Il donna ensuite le traité sur la Grandeur et la Décadence des Romains, matière usée, qu’il rendit neuve par des réflexions très-fines et des peintures très-fortes : c’est une histoire politique de l’empire romain. Enfin on vit son Esprit des lois. On a trouvé dans ce livre beaucoup plus de génie que dans Grotius et dans Puffendorf. On se fait quelque violence pour lire ces auteurs ; on lit l’Esprit des lois autant pour son plaisir que pour son instruction. Ce livre est écrit avec autant de liberté que les Lettres persanes, et cette liberté n’a pas peu servi au succès ; elle lui attira des ennemis, qui augmentèrent sa réputation par la haine qu’ils inspiraient contre eux : ce sont ces hommes nourris dans les factions obscures des querelles ecclésiastiques, qui regardent leurs opinions comme sacrées, et ceux qui les méprisent comme sacriléges.

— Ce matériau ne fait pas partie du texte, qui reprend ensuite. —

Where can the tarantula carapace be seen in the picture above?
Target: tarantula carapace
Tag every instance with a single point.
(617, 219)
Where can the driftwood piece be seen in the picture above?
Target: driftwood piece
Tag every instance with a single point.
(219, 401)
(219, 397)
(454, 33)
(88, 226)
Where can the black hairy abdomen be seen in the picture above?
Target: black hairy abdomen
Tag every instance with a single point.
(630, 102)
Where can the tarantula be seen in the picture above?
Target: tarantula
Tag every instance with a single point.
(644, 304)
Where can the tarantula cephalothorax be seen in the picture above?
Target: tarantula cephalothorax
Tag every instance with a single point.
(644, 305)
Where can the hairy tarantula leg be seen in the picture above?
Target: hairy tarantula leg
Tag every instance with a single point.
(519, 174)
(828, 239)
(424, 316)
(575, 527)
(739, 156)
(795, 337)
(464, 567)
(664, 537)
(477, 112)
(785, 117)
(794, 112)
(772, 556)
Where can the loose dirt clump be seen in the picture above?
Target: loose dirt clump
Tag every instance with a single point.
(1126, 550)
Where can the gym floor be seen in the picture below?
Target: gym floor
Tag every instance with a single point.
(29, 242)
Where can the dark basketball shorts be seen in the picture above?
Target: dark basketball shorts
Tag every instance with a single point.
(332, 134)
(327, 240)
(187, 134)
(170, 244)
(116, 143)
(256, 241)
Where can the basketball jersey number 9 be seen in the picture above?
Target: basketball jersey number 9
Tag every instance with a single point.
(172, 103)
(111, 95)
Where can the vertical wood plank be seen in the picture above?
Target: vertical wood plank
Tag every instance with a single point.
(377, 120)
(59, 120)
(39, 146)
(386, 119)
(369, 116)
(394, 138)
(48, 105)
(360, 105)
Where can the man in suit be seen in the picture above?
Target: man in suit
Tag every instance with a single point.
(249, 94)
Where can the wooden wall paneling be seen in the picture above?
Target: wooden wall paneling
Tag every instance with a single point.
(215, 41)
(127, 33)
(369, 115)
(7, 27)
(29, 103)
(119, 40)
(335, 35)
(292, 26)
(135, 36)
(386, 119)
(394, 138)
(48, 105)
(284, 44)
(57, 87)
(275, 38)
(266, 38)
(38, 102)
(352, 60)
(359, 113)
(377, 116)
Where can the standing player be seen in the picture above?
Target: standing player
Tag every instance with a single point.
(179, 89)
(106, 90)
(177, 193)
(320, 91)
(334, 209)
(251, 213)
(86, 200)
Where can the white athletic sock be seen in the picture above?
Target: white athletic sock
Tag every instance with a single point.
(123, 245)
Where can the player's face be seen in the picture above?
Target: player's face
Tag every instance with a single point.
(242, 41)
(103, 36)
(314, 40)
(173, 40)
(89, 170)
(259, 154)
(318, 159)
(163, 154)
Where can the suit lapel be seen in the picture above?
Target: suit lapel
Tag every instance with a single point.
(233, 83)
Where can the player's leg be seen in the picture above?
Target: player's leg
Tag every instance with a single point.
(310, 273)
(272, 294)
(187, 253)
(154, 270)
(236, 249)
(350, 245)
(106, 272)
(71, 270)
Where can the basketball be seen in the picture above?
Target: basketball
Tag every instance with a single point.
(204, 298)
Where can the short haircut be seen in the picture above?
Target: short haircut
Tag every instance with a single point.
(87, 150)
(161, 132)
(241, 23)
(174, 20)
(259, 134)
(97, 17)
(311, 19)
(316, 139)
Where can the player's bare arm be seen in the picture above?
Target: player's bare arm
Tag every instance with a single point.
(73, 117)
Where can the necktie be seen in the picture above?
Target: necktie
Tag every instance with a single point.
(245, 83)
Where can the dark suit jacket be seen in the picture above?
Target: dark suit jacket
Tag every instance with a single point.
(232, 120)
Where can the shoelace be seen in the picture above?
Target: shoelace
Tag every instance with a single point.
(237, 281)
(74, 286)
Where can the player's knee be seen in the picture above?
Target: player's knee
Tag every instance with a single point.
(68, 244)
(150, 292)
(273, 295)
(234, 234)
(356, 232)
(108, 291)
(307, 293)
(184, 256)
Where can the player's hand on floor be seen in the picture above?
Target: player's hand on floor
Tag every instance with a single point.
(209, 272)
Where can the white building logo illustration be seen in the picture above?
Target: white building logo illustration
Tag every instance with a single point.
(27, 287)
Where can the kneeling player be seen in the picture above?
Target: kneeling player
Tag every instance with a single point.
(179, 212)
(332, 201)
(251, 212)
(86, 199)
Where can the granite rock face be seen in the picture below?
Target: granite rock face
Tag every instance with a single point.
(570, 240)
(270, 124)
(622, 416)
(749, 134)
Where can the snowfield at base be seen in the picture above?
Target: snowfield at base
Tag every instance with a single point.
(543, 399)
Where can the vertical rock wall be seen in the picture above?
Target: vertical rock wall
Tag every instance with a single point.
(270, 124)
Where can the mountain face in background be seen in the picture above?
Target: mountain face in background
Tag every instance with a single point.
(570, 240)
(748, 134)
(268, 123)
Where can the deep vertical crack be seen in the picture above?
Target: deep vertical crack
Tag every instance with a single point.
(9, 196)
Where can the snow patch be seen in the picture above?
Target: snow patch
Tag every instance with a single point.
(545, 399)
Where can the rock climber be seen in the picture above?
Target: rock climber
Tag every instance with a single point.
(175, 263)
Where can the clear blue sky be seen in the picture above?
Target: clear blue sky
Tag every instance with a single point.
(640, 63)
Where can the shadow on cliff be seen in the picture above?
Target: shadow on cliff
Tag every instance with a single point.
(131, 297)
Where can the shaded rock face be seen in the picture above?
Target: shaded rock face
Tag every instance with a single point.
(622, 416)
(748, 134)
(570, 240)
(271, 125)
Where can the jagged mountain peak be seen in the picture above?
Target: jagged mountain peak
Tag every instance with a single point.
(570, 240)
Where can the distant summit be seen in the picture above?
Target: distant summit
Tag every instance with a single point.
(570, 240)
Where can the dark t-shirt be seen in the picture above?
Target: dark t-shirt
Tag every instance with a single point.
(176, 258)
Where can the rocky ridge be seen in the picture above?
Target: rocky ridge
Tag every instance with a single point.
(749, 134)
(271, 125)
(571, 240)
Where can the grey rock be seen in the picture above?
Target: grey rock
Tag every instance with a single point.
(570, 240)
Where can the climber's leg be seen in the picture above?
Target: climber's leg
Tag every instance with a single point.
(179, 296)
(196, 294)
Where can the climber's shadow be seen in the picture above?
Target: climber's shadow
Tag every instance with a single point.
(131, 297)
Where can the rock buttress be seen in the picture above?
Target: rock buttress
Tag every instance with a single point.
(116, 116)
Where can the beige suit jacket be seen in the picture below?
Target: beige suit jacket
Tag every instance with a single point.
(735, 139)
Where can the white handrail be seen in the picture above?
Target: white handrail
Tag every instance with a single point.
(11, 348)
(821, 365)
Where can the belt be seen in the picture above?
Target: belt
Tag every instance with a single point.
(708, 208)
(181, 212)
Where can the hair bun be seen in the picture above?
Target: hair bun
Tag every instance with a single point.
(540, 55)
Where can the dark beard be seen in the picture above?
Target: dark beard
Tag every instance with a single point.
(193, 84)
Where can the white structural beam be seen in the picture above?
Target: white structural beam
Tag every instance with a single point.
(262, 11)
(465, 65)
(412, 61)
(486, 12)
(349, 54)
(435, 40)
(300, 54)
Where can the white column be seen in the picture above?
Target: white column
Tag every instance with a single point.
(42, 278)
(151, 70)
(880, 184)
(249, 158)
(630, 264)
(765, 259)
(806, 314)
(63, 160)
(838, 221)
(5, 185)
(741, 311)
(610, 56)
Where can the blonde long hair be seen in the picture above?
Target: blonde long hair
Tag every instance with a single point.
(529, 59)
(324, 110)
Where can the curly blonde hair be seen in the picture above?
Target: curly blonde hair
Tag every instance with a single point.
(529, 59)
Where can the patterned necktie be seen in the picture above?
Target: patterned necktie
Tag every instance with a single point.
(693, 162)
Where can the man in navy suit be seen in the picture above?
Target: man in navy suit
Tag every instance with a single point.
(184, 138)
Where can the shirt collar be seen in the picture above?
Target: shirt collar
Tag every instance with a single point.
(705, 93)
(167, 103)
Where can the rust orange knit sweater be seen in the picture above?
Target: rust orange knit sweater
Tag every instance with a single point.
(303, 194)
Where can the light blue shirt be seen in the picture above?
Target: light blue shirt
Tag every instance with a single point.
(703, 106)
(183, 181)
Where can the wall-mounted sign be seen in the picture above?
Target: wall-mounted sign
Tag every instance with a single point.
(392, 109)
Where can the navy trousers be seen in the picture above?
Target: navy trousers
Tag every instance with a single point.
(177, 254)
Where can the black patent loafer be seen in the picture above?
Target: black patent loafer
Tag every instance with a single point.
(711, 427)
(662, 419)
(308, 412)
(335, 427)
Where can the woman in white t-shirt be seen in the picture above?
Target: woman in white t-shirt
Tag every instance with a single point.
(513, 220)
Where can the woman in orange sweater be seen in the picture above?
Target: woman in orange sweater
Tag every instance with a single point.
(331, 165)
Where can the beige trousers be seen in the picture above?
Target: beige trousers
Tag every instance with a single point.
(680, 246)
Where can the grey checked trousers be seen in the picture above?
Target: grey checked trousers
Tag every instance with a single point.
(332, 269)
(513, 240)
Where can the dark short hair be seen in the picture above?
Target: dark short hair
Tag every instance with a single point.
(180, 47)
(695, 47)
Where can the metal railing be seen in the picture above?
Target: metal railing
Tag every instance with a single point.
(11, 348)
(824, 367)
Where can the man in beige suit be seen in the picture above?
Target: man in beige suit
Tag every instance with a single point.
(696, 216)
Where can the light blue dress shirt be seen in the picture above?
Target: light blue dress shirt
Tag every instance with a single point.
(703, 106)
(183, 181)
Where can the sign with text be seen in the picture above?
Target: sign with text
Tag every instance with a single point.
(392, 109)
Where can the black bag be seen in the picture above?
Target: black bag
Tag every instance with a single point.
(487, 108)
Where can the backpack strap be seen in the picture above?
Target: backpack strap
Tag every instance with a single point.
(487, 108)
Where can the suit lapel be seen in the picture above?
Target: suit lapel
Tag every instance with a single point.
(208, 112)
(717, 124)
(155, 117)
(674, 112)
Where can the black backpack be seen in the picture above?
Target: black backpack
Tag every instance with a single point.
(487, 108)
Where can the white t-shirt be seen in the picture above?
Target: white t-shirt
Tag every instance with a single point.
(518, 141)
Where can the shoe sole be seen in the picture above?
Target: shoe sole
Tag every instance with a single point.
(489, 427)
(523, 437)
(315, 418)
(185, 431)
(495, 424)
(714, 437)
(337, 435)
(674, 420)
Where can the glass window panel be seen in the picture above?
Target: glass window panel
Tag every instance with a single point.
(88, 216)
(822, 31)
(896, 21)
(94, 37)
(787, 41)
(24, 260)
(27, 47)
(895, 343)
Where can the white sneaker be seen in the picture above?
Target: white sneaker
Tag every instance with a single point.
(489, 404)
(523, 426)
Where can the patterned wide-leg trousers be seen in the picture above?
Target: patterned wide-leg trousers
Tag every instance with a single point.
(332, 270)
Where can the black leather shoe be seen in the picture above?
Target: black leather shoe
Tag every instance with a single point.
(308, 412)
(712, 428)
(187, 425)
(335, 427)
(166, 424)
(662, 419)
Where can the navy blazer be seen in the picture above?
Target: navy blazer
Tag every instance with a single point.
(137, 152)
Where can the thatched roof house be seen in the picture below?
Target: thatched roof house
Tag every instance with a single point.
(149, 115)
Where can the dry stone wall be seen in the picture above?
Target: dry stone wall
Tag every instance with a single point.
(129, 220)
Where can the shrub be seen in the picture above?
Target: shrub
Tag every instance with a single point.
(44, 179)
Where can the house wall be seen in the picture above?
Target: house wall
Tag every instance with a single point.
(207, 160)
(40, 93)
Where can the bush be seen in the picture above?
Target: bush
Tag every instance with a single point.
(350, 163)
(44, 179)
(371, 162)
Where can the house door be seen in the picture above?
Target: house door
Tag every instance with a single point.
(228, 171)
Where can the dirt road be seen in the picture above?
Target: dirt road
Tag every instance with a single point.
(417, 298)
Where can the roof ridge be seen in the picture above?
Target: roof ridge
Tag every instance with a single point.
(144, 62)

Ils écrivirent violemment contre le président de Montesquieu ; ils engagèrent la Sorbonne à examiner son livre, mais le mépris dont il furent couverts arrêta la Sorbonne. Le principal mérite de l’Esprit des lois[2] est l’amour des lois qui règne dans cet ouvrage ; et cet amour des lois est fondé sur l’amour du genre humain. Ce qu’il y a de plus singulier, c’est que l’éloge qu’il fait du gouvernement anglais est ce qui a plu davantage en France. La vive et piquante ironie qu’on y trouve contre l’Inquisition a charmé tout le monde, hors les inquisiteurs. Ses réflexions, presque toujours profondes, sont appuyées d’exemples tirés de l’histoire de toutes les nations. Il est vrai qu’on lui a reproché de prendre trop souvent des exemples dans de petites nations sauvages et presque inconnues, sur les relations trop suspectes des voyageurs. Il ne cite pas toujours avec beaucoup d’exactitude ; il

  1. Voltaire est le seul auteur qui parle de cette édition, faite spécialement pour le cardinal, et que personne encore n’a pu se procurer. Mais il ne faut pas se hâter d’en conclure que l’anecdote soit fausse. Voltaire a eu, sur beaucoup de faits contemporains, des renseignements particuliers. (B.) — Voyez, sur cette question, Œuvres complètes de Montesquieu, édit. Éd. Laboulaye, 1875, tome Ier, pages 38-40.
  2. Voyez le Dictionnaire philosophique, article Lois.